The Doctor Jazz Party online charity telethon partners were Rossiya 24 and Rossiya-Kultura TV channels, Moskva TV channel’s The City project, Vesti.Ru news network, Vesti FM Radio, JAZZ 89.1 FM, Yandex search engine and internet portal, мывместе2020.рф (we are together) national campaign for mutual assistance, National Priorities autonomous NGO, стопкоронавирус.рф website and Sputnik Radio.
The live stream from the telethon was available on websites and VKontakte accounts of ria.ru, as well as the Koktebel Jazz Party and at стопкоронавирус.рф. #МыВместе (we are together) was the telethon’s official hashtag.
The purpose of the online telethon was to collected donations to support Russian hospitals in fighting the incidence of COVID-19.
Zhivoi Charity Foundation acted as the telethon operator.
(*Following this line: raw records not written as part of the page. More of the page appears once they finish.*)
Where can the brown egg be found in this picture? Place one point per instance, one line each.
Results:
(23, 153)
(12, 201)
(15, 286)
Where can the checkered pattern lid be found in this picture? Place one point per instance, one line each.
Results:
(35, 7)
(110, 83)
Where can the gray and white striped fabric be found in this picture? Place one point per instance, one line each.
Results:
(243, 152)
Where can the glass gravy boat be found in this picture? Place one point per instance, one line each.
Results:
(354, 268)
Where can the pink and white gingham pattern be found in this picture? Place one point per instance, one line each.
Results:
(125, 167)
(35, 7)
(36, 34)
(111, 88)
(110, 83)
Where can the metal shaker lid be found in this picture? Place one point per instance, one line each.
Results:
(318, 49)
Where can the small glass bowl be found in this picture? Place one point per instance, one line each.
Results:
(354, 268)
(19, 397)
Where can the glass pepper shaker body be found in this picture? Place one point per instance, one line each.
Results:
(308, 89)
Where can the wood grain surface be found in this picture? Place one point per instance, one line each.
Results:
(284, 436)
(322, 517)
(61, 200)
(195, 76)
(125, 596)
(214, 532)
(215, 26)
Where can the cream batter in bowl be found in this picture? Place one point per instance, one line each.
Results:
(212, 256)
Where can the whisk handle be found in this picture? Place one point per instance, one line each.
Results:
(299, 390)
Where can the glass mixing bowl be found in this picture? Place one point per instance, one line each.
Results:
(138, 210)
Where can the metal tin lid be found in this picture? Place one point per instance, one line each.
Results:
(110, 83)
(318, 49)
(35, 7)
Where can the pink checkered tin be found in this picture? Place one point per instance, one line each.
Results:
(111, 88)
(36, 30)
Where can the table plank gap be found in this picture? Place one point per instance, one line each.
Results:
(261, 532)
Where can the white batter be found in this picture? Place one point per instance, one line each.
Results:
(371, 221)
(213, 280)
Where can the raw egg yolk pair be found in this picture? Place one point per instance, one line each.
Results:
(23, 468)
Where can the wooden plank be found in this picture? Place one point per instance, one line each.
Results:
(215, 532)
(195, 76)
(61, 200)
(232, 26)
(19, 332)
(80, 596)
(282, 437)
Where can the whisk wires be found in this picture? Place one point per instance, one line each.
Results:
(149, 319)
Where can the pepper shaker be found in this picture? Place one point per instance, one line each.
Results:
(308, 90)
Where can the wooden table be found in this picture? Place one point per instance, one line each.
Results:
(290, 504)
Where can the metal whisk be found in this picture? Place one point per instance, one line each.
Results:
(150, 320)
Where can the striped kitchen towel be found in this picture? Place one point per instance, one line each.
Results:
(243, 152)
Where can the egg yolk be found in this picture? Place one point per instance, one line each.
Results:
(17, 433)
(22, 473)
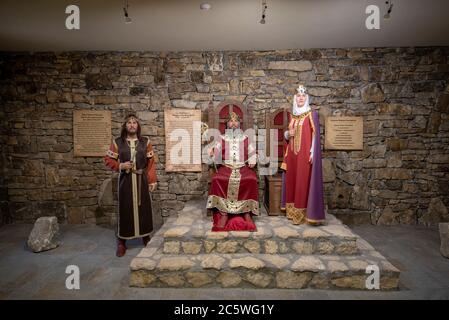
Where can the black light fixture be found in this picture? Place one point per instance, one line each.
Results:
(125, 10)
(264, 10)
(389, 4)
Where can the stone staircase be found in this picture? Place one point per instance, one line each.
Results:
(185, 253)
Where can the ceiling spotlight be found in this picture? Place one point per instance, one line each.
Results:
(205, 6)
(264, 9)
(125, 11)
(389, 4)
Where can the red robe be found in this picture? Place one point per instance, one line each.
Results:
(234, 187)
(135, 211)
(298, 167)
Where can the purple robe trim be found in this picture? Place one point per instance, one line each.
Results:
(315, 201)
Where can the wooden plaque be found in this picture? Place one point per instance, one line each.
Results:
(344, 133)
(91, 133)
(182, 140)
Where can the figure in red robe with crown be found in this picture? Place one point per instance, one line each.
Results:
(302, 186)
(234, 192)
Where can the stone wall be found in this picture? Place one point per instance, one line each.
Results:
(401, 176)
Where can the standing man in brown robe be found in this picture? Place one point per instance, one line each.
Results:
(132, 155)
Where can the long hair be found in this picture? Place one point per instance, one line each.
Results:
(124, 132)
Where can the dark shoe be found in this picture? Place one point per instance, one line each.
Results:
(218, 229)
(121, 248)
(145, 240)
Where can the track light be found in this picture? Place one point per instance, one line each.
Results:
(264, 9)
(389, 4)
(125, 11)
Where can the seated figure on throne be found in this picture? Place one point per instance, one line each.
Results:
(233, 195)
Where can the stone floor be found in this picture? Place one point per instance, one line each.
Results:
(184, 253)
(26, 275)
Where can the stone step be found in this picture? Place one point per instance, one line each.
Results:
(152, 268)
(190, 234)
(184, 253)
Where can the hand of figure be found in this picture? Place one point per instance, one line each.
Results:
(126, 165)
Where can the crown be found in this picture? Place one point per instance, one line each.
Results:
(301, 89)
(233, 116)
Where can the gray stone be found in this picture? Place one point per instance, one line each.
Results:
(198, 279)
(372, 93)
(292, 280)
(260, 280)
(229, 246)
(290, 65)
(444, 238)
(247, 262)
(45, 234)
(229, 279)
(437, 212)
(328, 171)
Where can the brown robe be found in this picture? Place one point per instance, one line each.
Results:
(135, 212)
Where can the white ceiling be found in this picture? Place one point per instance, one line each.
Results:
(180, 25)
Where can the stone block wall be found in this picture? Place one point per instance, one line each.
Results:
(401, 176)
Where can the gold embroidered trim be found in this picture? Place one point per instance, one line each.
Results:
(298, 215)
(296, 124)
(112, 154)
(234, 184)
(311, 123)
(233, 207)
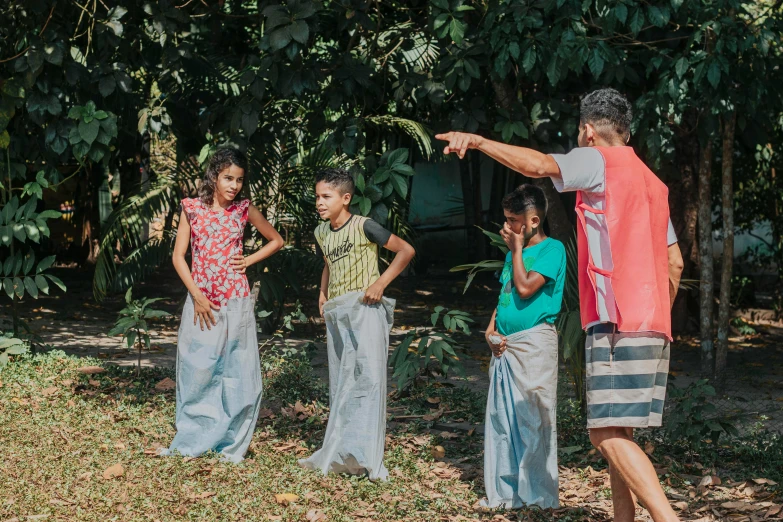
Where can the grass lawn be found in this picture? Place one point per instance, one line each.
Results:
(77, 445)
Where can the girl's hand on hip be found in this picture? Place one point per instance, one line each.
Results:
(203, 312)
(321, 302)
(238, 263)
(374, 294)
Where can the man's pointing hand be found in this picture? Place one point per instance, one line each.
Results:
(459, 142)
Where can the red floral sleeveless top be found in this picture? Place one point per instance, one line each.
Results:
(215, 236)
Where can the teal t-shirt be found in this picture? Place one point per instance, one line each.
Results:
(515, 314)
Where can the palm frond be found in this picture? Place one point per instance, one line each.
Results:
(144, 260)
(420, 133)
(127, 225)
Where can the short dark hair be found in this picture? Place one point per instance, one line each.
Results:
(608, 111)
(222, 159)
(525, 198)
(338, 179)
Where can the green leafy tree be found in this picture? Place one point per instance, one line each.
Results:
(132, 322)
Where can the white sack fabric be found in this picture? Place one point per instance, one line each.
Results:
(520, 439)
(357, 345)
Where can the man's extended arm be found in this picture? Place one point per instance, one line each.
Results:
(529, 162)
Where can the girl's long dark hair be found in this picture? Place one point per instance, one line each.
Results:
(222, 159)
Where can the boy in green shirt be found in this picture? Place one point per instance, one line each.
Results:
(358, 321)
(520, 443)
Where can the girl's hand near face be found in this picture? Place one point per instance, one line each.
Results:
(238, 263)
(514, 242)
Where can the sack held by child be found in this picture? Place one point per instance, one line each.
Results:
(358, 321)
(218, 370)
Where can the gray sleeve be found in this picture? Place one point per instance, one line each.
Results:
(581, 169)
(671, 235)
(376, 233)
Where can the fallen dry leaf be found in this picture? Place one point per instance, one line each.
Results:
(315, 515)
(89, 370)
(710, 480)
(432, 416)
(285, 498)
(113, 472)
(773, 510)
(166, 384)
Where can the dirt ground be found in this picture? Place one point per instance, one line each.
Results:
(75, 323)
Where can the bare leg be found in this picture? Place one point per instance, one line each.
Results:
(622, 498)
(634, 473)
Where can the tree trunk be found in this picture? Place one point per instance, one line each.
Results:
(144, 171)
(727, 200)
(706, 261)
(560, 226)
(478, 205)
(497, 191)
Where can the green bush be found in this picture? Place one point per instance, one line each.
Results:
(693, 417)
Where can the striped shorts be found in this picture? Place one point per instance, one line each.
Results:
(626, 377)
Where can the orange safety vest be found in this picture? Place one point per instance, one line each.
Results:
(637, 216)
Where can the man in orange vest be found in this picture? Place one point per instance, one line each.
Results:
(629, 271)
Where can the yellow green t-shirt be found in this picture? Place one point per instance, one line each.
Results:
(352, 253)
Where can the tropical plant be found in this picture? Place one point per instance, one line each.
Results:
(132, 322)
(21, 226)
(487, 265)
(10, 346)
(434, 352)
(693, 417)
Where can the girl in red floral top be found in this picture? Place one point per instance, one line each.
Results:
(218, 371)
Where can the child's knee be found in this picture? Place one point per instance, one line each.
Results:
(600, 436)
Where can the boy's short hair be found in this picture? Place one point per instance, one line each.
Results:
(525, 198)
(607, 111)
(339, 179)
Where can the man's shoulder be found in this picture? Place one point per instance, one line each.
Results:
(553, 247)
(321, 229)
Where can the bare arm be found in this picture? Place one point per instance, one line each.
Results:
(529, 162)
(202, 306)
(405, 253)
(497, 349)
(274, 241)
(675, 271)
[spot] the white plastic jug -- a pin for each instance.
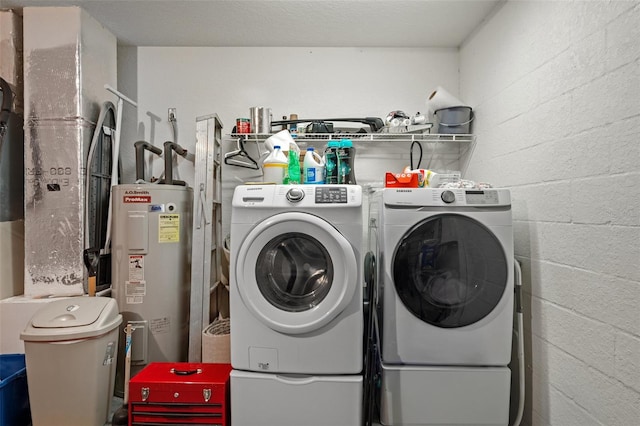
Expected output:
(313, 167)
(275, 166)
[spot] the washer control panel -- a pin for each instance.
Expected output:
(331, 195)
(295, 195)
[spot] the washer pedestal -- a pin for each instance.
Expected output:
(423, 395)
(259, 399)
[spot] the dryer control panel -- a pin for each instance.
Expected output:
(494, 197)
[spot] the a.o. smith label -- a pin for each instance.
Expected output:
(145, 199)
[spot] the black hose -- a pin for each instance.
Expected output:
(140, 147)
(5, 109)
(411, 155)
(7, 100)
(168, 167)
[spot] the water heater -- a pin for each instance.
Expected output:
(150, 253)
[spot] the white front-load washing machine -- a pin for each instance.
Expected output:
(296, 291)
(447, 276)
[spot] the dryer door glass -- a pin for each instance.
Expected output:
(450, 270)
(294, 272)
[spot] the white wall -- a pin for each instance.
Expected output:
(556, 90)
(311, 82)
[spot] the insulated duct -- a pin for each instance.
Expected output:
(69, 57)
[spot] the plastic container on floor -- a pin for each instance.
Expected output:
(70, 349)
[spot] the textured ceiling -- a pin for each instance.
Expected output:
(309, 23)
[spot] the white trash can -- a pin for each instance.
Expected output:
(70, 350)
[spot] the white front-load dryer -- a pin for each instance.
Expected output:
(447, 276)
(296, 290)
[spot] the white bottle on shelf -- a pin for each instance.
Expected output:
(313, 167)
(275, 166)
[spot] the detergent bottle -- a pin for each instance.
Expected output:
(346, 153)
(331, 162)
(293, 171)
(313, 167)
(274, 166)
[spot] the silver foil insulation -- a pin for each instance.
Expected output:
(68, 58)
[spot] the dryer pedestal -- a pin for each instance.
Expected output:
(425, 395)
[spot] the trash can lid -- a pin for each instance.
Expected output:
(73, 318)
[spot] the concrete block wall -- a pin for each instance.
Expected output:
(556, 91)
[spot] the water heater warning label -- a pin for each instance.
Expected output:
(136, 267)
(135, 291)
(169, 228)
(145, 199)
(160, 325)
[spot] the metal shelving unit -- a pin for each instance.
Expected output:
(458, 147)
(207, 227)
(367, 137)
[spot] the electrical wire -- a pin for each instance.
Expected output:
(520, 337)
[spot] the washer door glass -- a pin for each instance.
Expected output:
(294, 272)
(450, 270)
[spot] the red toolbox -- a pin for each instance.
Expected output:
(181, 393)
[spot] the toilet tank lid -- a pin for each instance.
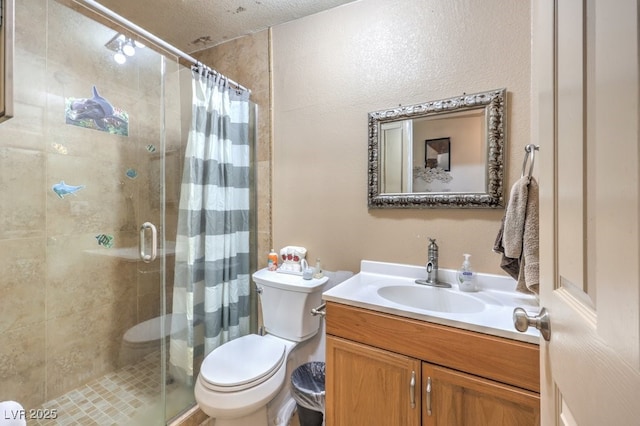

The Koktebel Jazz Party emerged in 2003 as a private initiative of journalist Dmitry Kiselev, the founder of Koktebel jazz festival. A tiny Crimean town gave its name to the festival, which currently is recognized as one of the leading jazz festivals of the world. Over the years people like legendary American drummer Jimmy Cobb, winner of the Latin Grammy Award for Best Latin Jazz Album Gonzalo Rubalcaba from Cuba, bass guitarist and bass player Stanley Clarke, who is famous for his innovative technique, Nu-jazz stars Club Des Belugas from Germany, one-of-a-kind saxophonist Robert Anchipolovsky from Israel, and German band De-Phazz from Heidelberg have all attended. In 2017, Vladimir Putin was a KJP guest.
The Russian Culture Ministry has been supporting the Koktebel Jazz Party since 2014.
Russian Direct Investment Fund (RDIF) was set up in 2011 to invest in the share capital of companies jointly with leading foreign strategic investors. Together with its partners, RDIF has implemented over 80 projects totaling over 1.8 trillion rubles and involving 95 percent of Russia’s regions.
RDIF is making vigorous efforts to counter COVID-19: the production of the Russian-Japanese EMG express diagnostics systems with a maximum accuracy of 99.9 percent and a maximum testing time of up to 30 minutes was launched; the production of the anti-viral medicine Favipiravir is being launched jointly with the Chemrar Group; a pneumonia diagnostic project using AI technology was launched by RDIF in partnership with Medscan Group and G42, a UAE company. RDIF was among the initial founders of the Alliance Against Coronavirus, which was subsequently joined by the Russian Union of Industrialists and Entrepreneurs (RUIE), Yandex, Mail.ru Group and Rossiya Segodnya.
Zhivoi charity foundation for assisting adults was set up in 2010 to help severely ill people aged 18 to 60 who need urgent treatment and rehabilitation. Since 2017, the foundation has also been working to help Russian hospitals and social facilities. Due to the coronavirus pandemic, the foundation made a decision to launch a project the purpose of which is to purchase PPE kits and then distribute them to doctors in the Russia regions.